Le sorcier
"CHAKA -. : Ah ! te voilà, Voix Blanche, voix partiale endormeuse.
Tu es la voix des forts contre les faibles, la conscience des possédants de l'Outre-Mer."
(L.S. Senghor, Chaka, Chant I)
C'était très étonnant d'apercevoir, dans la cour du Passage Sainte-Croix, par la fenêtre de la petite salle qui accueille l'exposition des portraits de notables nantais réalisés au tout début du XIXe siècle par le placide Jean-François Sablet, ce "sorcier" africain, venu du musée des Beaux-arts, exposé là pour l'été.
De longues ombres tranchantes accompagnaient sa danse, et les bourgeois nantais encadrés d'or, de leurs yeux éteints assombris par la patine, le regardaient tranquillement bondir derrière la vitre.
C'était très étonnant, vraiment, dans une ville notoirement enrichie par la traite négrière, d'assister à cette confrontation - dont le sens paraissait cependant échapper aux rares visiteurs et aux passants qui traversaient, indifférents et pressés, le petit patio.
Mais ce qui m'a particulièrement intéressée, quand je me suis rendue dans la cour pour voir de plus près ce "sorcier", c'est la notice qui en expliquait l'histoire. Je vous laisse lire vous-même :
Avez-vous remarqué la dernière phrase : "Ward dresse ici un stéréotype qu'il conçut d'après ses propres observations" ?
J'en suis restée toute rêveuse...
Car c'est d'une justesse frappante, d'une finesse aiguë de lame, ce qu'a écrit là, dans son embarras bien compréhensible face à une statue aussi clairement, aussi naïvement raciste -, l'anonyme rédacteur de la notice : l'observation n'a jamais empêché le moindre préjugé.
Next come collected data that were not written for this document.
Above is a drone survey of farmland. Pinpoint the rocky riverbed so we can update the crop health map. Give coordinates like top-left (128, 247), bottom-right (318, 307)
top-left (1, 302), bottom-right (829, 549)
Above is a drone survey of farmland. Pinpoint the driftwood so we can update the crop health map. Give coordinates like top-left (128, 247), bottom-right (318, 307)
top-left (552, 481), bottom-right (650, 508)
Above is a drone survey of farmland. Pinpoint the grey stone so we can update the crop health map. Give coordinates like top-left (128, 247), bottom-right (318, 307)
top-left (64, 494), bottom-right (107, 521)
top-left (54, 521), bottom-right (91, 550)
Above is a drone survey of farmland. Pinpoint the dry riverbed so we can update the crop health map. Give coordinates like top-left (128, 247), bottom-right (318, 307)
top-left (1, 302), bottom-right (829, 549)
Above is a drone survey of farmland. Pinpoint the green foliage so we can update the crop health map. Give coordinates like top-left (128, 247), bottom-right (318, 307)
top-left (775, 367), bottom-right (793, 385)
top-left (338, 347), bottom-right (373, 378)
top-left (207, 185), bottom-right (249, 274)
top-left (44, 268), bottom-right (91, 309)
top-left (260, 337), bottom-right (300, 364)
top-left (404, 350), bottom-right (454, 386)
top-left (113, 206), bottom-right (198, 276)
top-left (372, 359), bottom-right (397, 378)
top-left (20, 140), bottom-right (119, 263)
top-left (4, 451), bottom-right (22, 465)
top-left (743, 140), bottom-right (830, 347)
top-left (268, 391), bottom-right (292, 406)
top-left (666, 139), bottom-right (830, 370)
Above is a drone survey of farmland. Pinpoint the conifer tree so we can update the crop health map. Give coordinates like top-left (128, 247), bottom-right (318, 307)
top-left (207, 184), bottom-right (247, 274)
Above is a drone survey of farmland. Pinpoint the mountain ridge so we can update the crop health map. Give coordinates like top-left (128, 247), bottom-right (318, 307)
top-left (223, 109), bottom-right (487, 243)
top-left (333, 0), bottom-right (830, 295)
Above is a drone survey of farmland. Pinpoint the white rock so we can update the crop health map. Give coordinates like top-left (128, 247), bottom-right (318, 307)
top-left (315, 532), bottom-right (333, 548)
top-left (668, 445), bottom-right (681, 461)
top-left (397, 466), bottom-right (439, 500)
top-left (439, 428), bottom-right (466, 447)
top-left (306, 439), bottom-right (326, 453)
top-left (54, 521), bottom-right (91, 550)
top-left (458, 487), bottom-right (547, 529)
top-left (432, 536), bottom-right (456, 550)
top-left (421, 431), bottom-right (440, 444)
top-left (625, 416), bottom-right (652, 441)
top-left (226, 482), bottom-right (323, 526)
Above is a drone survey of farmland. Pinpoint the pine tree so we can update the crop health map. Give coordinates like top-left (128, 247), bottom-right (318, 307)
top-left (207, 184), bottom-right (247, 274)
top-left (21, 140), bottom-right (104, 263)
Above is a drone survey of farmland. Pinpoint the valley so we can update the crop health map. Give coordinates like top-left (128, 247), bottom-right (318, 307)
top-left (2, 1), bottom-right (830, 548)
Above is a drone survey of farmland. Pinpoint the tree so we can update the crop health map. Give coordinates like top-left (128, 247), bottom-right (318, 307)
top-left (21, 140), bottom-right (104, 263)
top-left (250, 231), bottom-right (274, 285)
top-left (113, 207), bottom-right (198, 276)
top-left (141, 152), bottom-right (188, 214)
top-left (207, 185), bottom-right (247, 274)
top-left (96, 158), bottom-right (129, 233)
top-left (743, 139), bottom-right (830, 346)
Et les gens qui portent témoignage auront beau vous assurer qu'ils savent de quoi ils parlent, qu'ils ont vu et entendu, ils ne vous rapporteront jamais rien qui ne soit revu au filtre des stéréotypes à travers lesquels ils perçoivent le monde - leur monde. Mieux encore, leurs observations personnelles ne feront en général que renforcer ces stéréotypes et rendre impossible toute vision neuve, en les appuyant sur ce qu'ils croiront toujours être la raison et la preuve - et qui n'est bien sûr que le préjugé qui les a faussées. Et c'est ainsi, "d'après leurs propres observations", qu'ils concevront et renforceront les "stéréotypes" qui balisent solidement leur chemin, aux territoires mouvants et incertains de la pensée, où la vérité est plus difficile à saisir que tous les bosons de Higgs de l'univers.
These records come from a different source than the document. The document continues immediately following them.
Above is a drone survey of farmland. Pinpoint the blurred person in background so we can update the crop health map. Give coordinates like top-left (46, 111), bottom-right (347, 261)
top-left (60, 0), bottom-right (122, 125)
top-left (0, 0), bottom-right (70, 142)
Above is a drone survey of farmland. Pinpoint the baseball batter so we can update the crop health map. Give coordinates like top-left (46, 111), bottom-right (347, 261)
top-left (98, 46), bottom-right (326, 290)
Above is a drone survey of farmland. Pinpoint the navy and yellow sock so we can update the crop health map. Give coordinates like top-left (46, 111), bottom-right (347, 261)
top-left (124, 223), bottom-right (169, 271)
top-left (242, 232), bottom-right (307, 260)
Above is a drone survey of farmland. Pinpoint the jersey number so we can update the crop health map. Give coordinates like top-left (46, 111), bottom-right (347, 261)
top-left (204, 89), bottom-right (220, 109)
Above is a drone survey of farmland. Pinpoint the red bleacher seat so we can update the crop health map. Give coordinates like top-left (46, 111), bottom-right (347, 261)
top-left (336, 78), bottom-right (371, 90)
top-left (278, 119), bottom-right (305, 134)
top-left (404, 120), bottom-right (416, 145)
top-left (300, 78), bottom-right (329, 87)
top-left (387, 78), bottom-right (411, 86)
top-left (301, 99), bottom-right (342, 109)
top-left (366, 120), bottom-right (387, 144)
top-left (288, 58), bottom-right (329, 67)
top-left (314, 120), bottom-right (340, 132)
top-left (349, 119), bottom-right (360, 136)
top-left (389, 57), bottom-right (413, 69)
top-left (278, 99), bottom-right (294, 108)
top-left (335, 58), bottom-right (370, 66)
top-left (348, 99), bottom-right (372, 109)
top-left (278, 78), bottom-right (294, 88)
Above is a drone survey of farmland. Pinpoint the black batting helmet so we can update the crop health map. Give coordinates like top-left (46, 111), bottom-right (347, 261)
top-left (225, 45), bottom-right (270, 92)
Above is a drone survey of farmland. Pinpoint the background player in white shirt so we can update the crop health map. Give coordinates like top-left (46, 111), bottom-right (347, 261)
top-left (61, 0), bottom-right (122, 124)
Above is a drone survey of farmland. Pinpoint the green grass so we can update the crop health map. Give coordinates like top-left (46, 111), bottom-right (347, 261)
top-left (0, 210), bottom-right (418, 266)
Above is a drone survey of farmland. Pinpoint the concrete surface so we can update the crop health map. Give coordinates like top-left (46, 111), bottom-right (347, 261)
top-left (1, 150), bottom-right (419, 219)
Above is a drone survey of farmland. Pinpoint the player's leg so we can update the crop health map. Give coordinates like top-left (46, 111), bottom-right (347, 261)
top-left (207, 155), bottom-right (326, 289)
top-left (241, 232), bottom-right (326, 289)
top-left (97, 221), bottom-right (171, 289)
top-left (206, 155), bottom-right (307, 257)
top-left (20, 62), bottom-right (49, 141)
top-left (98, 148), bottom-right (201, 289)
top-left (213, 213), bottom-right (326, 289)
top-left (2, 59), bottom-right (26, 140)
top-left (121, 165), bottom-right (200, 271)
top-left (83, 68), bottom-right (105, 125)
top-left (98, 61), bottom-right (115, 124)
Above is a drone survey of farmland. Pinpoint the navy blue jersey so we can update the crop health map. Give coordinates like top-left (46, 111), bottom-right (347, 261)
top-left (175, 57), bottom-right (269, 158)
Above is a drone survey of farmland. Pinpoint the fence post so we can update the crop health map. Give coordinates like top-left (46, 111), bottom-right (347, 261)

Ce Ward, qui a visité les profondeurs les plus cachées de l'Afrique encore inexplorée - comme le disaient alors les Stanley, les Livingstone, ou même les simples René Caillé -, n'a vu dans ce sorcier, qu'il a peut-être rencontré, auquel peut-être même il a parlé, que ce que les bons bourgeois de Nantes en voyaient sans jamais avoir quitté leur ville : un cannibale à viser de la pointe d'un fusil civilisateur, un sauvage frénétique à coucher dans la fosse de Chaka, après la danse, avec tous ses gris-gris.
Il est allé très loin, ce monsieur Ward, mais il avait emporté ses lunettes, aussi n'est-il jamais parti.